Боря заинтересованно оглянулся. Мышкина поправила грудь, огладила бока и задумчиво улыбнулась, протянув грудным голосом:
– А жаль, что не мой.
– Иди, – почти вытолкала ее из помещения Диана, едва сдерживая хохот.
– Кто это? – Боря повернулся к Катерине.
– Да так, коллеги. Ты чего пришел? Откуда адрес?
– Мама твоя дала. Мы по справочнику нашли.
– Мы?
– У тебя замечательная мама. Она очень чуткий, отзывчивый человек.
– Ну это как нарвешься, – не согласилась Катерина. – А что за срочность?
– Катя, нам надо что-то решать!
– В смысле?
– Ну, я один, ты одна…
– Боря, мы это уже обсуждали. Общий диагноз – еще не повод объединяться в стаю.
– Это не диагноз, это жизнь. Время уходит. Ты в курсе, что детородный период не бесконечен?
– Борька, что ты несешь? Только не говори, что хочешь стать мамой! – фыркнула Катя. – Что случилось-то?
– У меня с Элей все кончено.
Кто такая Эля, Катя категорически не помнила. Видимо, что-то из недавнего.
– Да ладно. Какие наши годы, – она забрала у Бори цветы, основательно изжеванные его нервными пальцами.
– Вот и я о чем, – очнулся от скорбных раздумий Борюсик. – Наши годы уходят. Что мы оставим потомкам?
– Поэму напиши, – серьезно предложила Катерина. – У тебя должно получиться.
– Тебе смешно. А ты не думала, что это судьба? Я имею в виду нашу встречу в молодости?
– Боря. Я – девушка в цвету, в соку и все такое. И молодость у меня еще не прошла, – напомнила Катя, соображая, как будут смотреться в трехлитровой банке из-под предыдущего букета три тощеньких нарцисса с поникшими головками. Пора было покупать вазу.
– Вот и хорошо. Давай попробуем вместе! – выпалил Борислав, мучительно покраснев.
– Вместе спать? Так мы уже пробовали.
– Нет. Вместе жить!
– Не ори, начальников напугаешь, – предостерегающе шикнула Катерина, но было поздно.
Из щели словно таракан высунулся Клейстер, с удивлением посмотрел на гостя, потом на секретаршу с цветами и пробормотал:
– Однако. Неожиданно.
И уполз обратно удивляться в одиночестве.
– Я тебя не подвел? – заботливо спросил Боря.
– Наверное, нет, – неуверенно промямлила Катя. Клейстер из списка вычеркнут не был, но его оттуда упрямо выдавливали обстоятельства.
– Так что? – нетерпеливо продолжил Борюсик. – Решено? По рукам?
– Боря, ничего не решено! Ты что как поросенка на рынке покупаешь!

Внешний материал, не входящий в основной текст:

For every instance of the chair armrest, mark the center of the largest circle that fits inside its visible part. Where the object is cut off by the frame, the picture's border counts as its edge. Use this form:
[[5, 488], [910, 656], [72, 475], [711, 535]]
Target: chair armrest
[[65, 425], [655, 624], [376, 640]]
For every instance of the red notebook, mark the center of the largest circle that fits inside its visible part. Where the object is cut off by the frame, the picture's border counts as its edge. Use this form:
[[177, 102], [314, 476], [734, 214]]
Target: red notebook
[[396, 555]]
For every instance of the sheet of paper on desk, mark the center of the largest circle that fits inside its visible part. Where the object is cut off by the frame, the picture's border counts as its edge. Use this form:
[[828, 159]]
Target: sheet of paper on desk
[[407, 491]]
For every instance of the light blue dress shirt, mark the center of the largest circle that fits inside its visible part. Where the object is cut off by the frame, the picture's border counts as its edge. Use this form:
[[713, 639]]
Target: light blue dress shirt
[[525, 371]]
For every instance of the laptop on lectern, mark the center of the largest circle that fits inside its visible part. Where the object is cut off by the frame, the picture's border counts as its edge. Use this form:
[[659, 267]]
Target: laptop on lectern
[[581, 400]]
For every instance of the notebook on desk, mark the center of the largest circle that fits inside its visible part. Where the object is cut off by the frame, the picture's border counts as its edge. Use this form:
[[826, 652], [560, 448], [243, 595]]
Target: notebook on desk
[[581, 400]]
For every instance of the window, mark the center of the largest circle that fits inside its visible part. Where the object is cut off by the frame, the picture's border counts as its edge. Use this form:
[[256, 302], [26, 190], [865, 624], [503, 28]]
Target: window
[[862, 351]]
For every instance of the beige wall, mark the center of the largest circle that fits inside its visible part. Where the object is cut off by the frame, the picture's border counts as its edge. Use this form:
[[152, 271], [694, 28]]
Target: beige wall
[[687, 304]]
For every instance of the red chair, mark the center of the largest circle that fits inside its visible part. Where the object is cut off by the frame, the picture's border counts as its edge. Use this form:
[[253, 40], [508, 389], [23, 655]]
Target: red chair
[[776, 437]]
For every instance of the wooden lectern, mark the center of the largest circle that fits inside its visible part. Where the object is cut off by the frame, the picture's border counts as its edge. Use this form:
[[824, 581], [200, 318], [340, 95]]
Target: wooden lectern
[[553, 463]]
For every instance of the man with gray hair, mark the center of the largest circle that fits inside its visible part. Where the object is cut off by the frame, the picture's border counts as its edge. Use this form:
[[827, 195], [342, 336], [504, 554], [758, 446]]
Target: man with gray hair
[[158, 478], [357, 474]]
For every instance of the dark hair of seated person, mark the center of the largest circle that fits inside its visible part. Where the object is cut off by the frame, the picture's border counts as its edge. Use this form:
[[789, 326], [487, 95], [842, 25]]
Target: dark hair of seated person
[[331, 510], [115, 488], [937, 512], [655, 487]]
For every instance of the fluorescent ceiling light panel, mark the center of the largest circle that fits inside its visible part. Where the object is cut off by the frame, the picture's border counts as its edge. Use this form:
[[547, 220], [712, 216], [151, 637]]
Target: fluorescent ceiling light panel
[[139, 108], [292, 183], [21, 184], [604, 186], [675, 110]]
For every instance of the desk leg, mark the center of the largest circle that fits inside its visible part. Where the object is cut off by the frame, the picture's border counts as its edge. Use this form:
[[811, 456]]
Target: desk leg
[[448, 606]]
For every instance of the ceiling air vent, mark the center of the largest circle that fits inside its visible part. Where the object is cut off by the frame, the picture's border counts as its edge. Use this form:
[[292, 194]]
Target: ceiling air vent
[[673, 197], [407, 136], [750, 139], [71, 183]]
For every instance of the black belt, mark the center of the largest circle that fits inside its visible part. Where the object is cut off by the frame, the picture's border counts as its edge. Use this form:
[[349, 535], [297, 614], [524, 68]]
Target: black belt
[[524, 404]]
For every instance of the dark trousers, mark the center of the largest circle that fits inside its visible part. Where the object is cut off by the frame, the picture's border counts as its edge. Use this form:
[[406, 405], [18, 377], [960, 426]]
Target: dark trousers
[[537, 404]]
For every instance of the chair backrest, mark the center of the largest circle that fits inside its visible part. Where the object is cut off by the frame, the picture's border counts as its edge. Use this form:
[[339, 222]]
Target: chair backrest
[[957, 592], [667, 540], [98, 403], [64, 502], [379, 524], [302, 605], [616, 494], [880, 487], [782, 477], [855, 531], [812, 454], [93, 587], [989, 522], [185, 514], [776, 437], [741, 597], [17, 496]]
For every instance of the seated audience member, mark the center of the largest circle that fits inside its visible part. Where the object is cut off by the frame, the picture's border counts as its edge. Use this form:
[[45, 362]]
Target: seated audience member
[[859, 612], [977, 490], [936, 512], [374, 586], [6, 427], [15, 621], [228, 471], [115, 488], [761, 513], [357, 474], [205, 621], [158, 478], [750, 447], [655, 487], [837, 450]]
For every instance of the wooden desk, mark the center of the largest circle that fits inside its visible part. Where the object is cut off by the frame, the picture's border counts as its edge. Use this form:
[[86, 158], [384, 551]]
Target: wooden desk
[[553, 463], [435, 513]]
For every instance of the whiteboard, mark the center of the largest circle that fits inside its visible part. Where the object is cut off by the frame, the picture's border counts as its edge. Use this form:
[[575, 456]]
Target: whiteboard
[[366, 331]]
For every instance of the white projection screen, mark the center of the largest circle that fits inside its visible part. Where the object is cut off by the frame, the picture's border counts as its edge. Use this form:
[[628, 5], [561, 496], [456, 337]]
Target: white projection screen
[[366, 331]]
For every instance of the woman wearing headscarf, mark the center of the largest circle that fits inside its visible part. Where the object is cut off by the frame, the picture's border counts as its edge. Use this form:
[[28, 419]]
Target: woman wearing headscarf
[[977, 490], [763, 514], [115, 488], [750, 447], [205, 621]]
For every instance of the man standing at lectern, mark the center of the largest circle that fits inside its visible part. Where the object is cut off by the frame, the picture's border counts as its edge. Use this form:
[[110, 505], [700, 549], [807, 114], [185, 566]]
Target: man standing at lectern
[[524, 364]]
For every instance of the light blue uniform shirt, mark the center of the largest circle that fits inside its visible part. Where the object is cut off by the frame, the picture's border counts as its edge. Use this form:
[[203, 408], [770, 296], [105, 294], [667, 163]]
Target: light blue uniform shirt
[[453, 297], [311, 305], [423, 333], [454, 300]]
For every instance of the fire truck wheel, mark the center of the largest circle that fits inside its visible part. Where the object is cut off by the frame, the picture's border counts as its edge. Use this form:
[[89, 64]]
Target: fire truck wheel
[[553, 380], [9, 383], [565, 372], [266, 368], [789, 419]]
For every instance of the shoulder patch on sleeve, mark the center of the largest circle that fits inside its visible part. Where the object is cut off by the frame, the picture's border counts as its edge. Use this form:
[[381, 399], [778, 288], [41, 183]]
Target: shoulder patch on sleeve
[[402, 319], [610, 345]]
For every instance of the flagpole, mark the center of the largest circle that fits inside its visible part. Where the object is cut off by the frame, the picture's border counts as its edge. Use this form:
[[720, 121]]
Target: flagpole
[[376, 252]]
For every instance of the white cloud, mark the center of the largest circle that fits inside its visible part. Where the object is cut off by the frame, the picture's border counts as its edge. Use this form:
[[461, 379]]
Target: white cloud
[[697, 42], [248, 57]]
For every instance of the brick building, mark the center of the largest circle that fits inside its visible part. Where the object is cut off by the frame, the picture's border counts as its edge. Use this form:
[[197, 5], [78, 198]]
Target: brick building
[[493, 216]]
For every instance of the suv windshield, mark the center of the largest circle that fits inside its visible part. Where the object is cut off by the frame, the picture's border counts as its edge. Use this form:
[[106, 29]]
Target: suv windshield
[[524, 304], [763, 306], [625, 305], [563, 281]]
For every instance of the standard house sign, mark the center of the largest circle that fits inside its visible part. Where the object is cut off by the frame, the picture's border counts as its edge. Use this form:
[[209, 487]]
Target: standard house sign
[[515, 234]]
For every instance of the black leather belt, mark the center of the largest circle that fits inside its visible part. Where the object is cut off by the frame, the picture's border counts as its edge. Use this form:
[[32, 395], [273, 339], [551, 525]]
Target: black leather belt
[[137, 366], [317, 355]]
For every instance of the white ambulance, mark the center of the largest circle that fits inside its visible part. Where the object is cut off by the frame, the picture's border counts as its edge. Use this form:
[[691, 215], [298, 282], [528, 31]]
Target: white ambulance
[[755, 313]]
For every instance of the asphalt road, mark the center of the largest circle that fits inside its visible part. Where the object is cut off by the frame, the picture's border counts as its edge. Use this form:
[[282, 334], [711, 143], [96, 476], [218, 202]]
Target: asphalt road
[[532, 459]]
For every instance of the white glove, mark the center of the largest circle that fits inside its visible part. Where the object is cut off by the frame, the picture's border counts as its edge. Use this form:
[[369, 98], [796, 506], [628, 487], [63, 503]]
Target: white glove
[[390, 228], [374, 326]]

– А как надо? Мы же свои, родные почти, зачем спектакли с приседаниями?
– Не в приседаниях дело, – твердо заявила Катя. – Не могу я так. В общем, отстань, Борька. Если хочешь, цветы можешь забрать.
– Что я, крохобор какой-нибудь? – надулся Борюсик. – Но ты меня обидела, поэтому – заберу.
Когда за ним закрылась дверь, Катя прыснула в кулачок: похоже, список претендентов стремительно таял.
Она осторожно выглянула в окно, Боря не появлялся. Выждав минут десять, изумленная Катерина открыла двери в холл. Где-то вдалеке раскатывался хохот Мышкиной, ей вторил тоненький Борин дискант.